Question

Arrange the following compounds according to increasing order of boiling points.
n-$C_4H_9OH$ (A), n-$C_4H_9NH_2$ (B), n-$C_4H_{10}$ (C) and $C_2H_5NHC_2H_5$ (D).

• A. (C)<(D)<(B)<(A)
• B. (C)<(B)<(D)<(A)
• C. (A)<(B)<(D)<(C)
• D. (D)<(C)<(B)<(A)

Hint:

Rank based on intermolecular forces: Alcohol (strongest H-bonds)>Primary Amine>Secondary Amine>Alkane (weakest forces).

Answer 1

The Correct Option is A

To determine the correct order of boiling points, we analyze the intermolecular forces present in each molecule:

1. Identify the types of forces:
- n-butane (C) is non-polar: Van der Waals forces only.
- n-butylamine (B) and diethylamine (D) are polar amines: Hydrogen bonding ($N-H \dots N$).
- n-butanol (A) is a polar alcohol: Strong hydrogen bonding ($O-H \dots O$).

2. Rank by force strength: Hydrogen bonds are much stronger than Van der Waals forces. Therefore, the alkane (C) will have the lowest boiling point. Comparing $O-H$ and $N-H$, Oxygen is more electronegative than Nitrogen, making the hydrogen bonds in alcohol (A) stronger than those in amines (B and D). Thus, (A) will have the highest boiling point.

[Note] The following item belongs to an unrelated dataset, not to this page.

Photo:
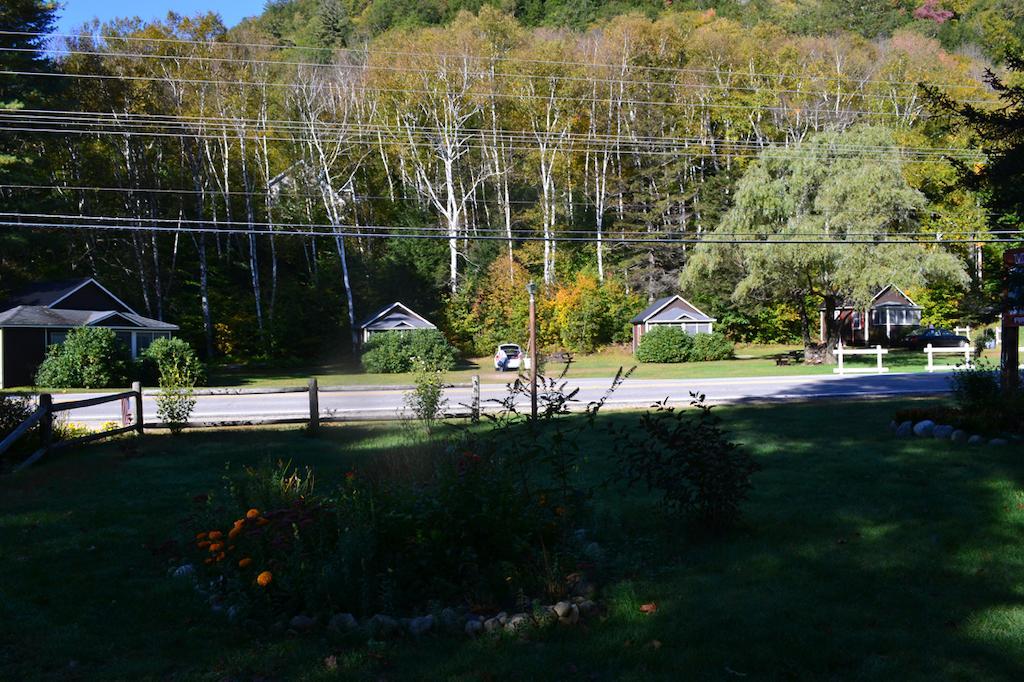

3. Compare the amines (B and D): Both have similar molecular weights. Primary amines like (B) have two N-H bonds and less steric hindrance, allowing for a higher degree of association than secondary amines like (D). Consequently, n-butylamine (B) has a higher boiling point than diethylamine (D).

The final sequence is: (C)<(D)<(B)<(A).